In hanging up from that call, I realized that our adopted families are just like our biological families. We know we are there. We can call, or choose not to. We can message, text, write a letter, share a post, or we can decide not to. But, when there is an event, or an emergency, family comes together. We may not be as close as we once were, and we may no longer see eye to eye on everything, but, we will come together to pray, to support, to hold one another up.
I am grateful for my adopted families. My life has been shaped and formed through knowing them. My mind and heart are filled with memories shared with them. When I think of them, I am transported to the housing area that had a perfect view of Mt. Fuji, rice paddies, and yakitori stands. Or, I am immediately put on the rock-bound coast of Maine, with the sea smell and lobster traps. Images and smells and sounds of my life. Littered with snippets of people who have encouraged me, challenged me, supported me and laughed with me. So, to my siblings that have been on my mind and heart today, Mike, Cindy, Debbie, Dick, Maggie, Jackie, Bob, Susie, Vance, Ruthie, Neil, Rosalee, and so many more, thank you for making me me. My life has been so blessed by you all. I love you. And, to my nieces and nephews, Janna, Wendy, Cathy, Beth, Dawn, Paige, Kelly, Kevin, and Aimee, I love you. You are missed and your young lives made me smile in so many ways, thank you for the blessing of being you. (Disclaimer: I failed to mention another Vance, who started as an adopted part of family, but became family, as did his mom, dad and sister and he became Little Man’s daddy)
Thanks for dropping by today and for reading my stroll down memory lane. Cathi (DAF)

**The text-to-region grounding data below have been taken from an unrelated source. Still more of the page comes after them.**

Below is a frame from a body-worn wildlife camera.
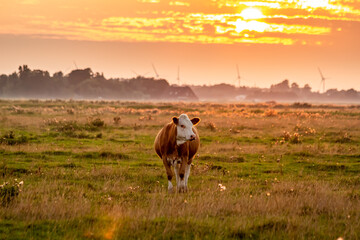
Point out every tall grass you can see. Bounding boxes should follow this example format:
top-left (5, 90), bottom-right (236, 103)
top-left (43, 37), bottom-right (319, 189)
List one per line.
top-left (0, 100), bottom-right (359, 239)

5 thoughts on “Navy Family…”
You said it so well! I try often tell folks about that bond, but unless they have been in the service or missionary service or something similar, they don’t understand. Right now I am praying for a friend who has cancer. I haven’t seen her for maybe 40 years. She babysat our girls. I don’t know how we stayed in touch through numerous moves – maybe Christmas cards. But there is a bond. We got the group text, too – were pretty confused, but figured out who to pray for. I sometimes envy those who have stayed in their hometown and have long-term friendships, but then I realize the depths of those friendships that were made at various Navy bases, and I am thankful.

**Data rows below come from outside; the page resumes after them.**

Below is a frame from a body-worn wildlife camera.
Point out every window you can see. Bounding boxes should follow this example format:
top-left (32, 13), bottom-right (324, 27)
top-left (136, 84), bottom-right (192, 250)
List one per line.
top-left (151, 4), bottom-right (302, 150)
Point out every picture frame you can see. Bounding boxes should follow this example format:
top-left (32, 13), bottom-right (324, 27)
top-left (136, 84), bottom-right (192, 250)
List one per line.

I am thankful for you and Neil. My sister wrote that she too, had those experiences with moving like she did, and she wasn’t military. What would we do without our adopted families? Love you Ruthie!
Aah, it comes together after reading this. A dear friend once told me that the reason we can come together after a long absence is because we have a history together. She was correct. The cord that binds us isn’t that we are former military, but that we share a relationship with Christ – we are an eternal family. So when the call comes at 2:30am or 5:30 we are there for one another. We pray, get on a plane, drive across country, sit in a hospital, wipe a bow, feed one another soup — whatever we can to meet the need. It’s what family does.